François Picard / AFP via Getty Images
The United States suffered 65,000 ransomware attacks last year, or more than seven per hour. And it will probably get worse.
What was previously considered a nuisance is quickly becoming a national security issue as cybercriminals target key pieces of the country’s infrastructure. A recent attack on Colonial Pipeline sparked panic buying that emptied many gas stations in the southeast, while another attack on JBS raised concerns about the national beef supply.
The upsurge in attacks has been brewing for years. Last year there were 65,000 ransomware attacks, according to Recorded Future, a Boston-based cybersecurity company.
Businesses and institutions have long neglected their computer systems, exposing them to hacking, experts say. The pandemic has made them more vulnerable as many Americans use personal modems and routers to work from home.
Stopping the attacks will be difficult. Criminals today can easily find sophisticated malware in the dark corners of the web, and the growing popularity of cryptocurrencies such as Bitcoin further emboldens cybercriminals by making it easier for them to evade law enforcement. and financial regulators.
And then there’s the most important reason of all: attacks are likely to continue because they work.
“This is just the start,” says Holden Triplett, founder of cybersecurity consulting firm Trenchcoat Advisors.

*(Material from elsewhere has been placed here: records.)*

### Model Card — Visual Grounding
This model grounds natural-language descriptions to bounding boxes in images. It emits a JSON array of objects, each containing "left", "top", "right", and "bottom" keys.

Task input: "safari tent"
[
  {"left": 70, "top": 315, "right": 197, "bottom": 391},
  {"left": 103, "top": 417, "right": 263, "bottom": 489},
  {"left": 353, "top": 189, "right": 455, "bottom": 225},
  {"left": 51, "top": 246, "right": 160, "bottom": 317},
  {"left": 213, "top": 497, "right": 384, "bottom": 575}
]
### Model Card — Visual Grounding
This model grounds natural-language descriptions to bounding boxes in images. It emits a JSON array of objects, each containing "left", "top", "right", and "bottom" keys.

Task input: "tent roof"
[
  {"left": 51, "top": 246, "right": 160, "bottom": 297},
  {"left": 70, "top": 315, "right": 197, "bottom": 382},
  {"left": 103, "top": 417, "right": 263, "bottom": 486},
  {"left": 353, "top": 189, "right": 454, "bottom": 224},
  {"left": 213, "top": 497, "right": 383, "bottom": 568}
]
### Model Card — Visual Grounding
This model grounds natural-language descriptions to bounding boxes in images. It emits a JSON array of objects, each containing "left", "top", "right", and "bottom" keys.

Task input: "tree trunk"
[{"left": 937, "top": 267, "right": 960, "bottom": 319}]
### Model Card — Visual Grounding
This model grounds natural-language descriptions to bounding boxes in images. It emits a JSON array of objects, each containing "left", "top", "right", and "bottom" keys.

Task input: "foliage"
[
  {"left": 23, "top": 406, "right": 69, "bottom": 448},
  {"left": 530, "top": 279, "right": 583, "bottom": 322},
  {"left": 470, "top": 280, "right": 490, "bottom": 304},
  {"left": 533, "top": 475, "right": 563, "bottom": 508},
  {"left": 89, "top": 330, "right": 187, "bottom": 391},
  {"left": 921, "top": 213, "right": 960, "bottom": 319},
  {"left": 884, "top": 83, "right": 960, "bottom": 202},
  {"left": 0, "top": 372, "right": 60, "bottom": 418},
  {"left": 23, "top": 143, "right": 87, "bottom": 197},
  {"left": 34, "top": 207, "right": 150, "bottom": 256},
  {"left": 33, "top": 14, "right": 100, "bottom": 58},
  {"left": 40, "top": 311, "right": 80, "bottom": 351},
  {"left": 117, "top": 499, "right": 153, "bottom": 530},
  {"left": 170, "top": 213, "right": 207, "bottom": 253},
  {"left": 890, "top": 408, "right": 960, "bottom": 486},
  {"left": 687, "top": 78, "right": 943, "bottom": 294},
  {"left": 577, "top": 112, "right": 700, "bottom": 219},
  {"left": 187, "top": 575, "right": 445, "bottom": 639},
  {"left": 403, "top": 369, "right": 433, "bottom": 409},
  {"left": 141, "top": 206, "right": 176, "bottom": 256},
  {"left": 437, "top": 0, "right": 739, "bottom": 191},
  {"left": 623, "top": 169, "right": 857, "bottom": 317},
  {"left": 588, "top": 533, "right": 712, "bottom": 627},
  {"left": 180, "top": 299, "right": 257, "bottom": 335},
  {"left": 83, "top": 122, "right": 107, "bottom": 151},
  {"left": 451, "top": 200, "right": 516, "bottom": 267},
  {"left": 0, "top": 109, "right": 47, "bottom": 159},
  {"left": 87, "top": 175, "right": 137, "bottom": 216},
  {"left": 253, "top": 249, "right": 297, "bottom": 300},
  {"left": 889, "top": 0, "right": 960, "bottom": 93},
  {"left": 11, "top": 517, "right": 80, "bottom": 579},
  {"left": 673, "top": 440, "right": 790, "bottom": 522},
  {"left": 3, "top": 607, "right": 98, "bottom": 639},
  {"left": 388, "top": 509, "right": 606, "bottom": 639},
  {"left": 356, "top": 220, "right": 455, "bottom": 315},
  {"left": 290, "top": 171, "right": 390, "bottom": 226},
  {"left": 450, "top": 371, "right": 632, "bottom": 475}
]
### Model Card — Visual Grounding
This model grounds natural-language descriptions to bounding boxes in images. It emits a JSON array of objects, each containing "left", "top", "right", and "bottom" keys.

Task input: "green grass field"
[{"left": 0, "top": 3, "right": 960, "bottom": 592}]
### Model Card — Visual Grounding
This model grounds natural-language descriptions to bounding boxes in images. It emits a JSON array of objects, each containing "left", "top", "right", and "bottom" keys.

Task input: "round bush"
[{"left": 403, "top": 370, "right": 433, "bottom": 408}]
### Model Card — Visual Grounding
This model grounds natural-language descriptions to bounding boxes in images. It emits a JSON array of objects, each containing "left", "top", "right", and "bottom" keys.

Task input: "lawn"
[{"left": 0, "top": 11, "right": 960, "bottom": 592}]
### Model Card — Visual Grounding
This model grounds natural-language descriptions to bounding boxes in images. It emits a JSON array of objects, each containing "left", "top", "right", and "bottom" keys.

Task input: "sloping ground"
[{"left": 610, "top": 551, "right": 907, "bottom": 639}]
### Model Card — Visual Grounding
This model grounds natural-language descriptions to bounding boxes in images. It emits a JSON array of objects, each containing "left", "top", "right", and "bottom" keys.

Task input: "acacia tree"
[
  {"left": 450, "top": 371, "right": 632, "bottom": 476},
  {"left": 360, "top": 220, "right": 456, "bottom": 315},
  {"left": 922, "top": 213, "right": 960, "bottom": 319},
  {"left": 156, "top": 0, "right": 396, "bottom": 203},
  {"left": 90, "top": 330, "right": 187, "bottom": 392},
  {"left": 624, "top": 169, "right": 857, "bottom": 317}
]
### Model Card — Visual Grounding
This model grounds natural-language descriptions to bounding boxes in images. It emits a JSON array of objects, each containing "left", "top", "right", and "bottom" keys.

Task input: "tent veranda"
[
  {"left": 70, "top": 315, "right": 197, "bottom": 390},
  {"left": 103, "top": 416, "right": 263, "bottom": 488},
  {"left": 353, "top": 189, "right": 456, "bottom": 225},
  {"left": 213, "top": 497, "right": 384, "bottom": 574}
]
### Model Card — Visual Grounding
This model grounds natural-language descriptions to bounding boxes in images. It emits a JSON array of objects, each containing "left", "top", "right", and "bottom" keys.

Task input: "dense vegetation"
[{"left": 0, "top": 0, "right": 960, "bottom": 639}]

“And it’s going to get worse,” he notes.
A malware attack puts an executive in a difficult position. First, a business loses access to its sensitive systems or data. Then there are ripple effects. If a hack becomes public, it could affect a company’s stock price, or worse, create a nationwide problem.
Colonial last month decided to pay $ 4.4 million to unlock its computer systems after a cyber attack forced the company to shut down a critical fuel pipeline. Colonial CEO Joseph Blount told NPR he had no choice.
“It was the right decision for the country to take,” he said in an interview last week.
Juan Zarate, who was the deputy national security adviser for counterterrorism under the administration of George W. Bush, said that the growing profile of the targets indicates how much ransomware attacks are on the rise. professionalize “.
“What you’ve had, I think, over the past two and a half years is an increase in the number of ransomware attacks, the amounts requested and the level of sophistication of those attacks,” Zarate said.
DarkSide, the Russian-based criminal group behind the Colonial Pipeline attack, even has what some experts describe as essentially a customer service contact to answer questions from the targets it attacks.
Alternative currencies offer anonymity and regulations are often quite light from country to country. In some jurisdictions, they are not even regulated. For a country like the United States, transactions can be difficult to track depending on the exchanges used by criminals.
“I think cryptocurrency has actually helped facilitate the ransomware market,” says Kiersten Todt, CEO of the Cyber Readiness Institute.
It’s become so entrenched in the cryptocurrency world that companies even buy Bitcoin so that “if they’re faced with a ransomware attack, they have it,” says Todt.
While the Justice Department was able to trace and recover a large chunk of Colonial Pipeline’s ransom payment, experts say it won’t be the norm.
This was evident in a warning from Deputy Attorney General Lisa Monaco, who had a message for leaders who might think the government will similarly come to their aid in recovering a ransom.
“We cannot guarantee, and we may not be able to do so, in all cases,” she said.
Or more simply, there are too many attacks and it is not possible to stop them all.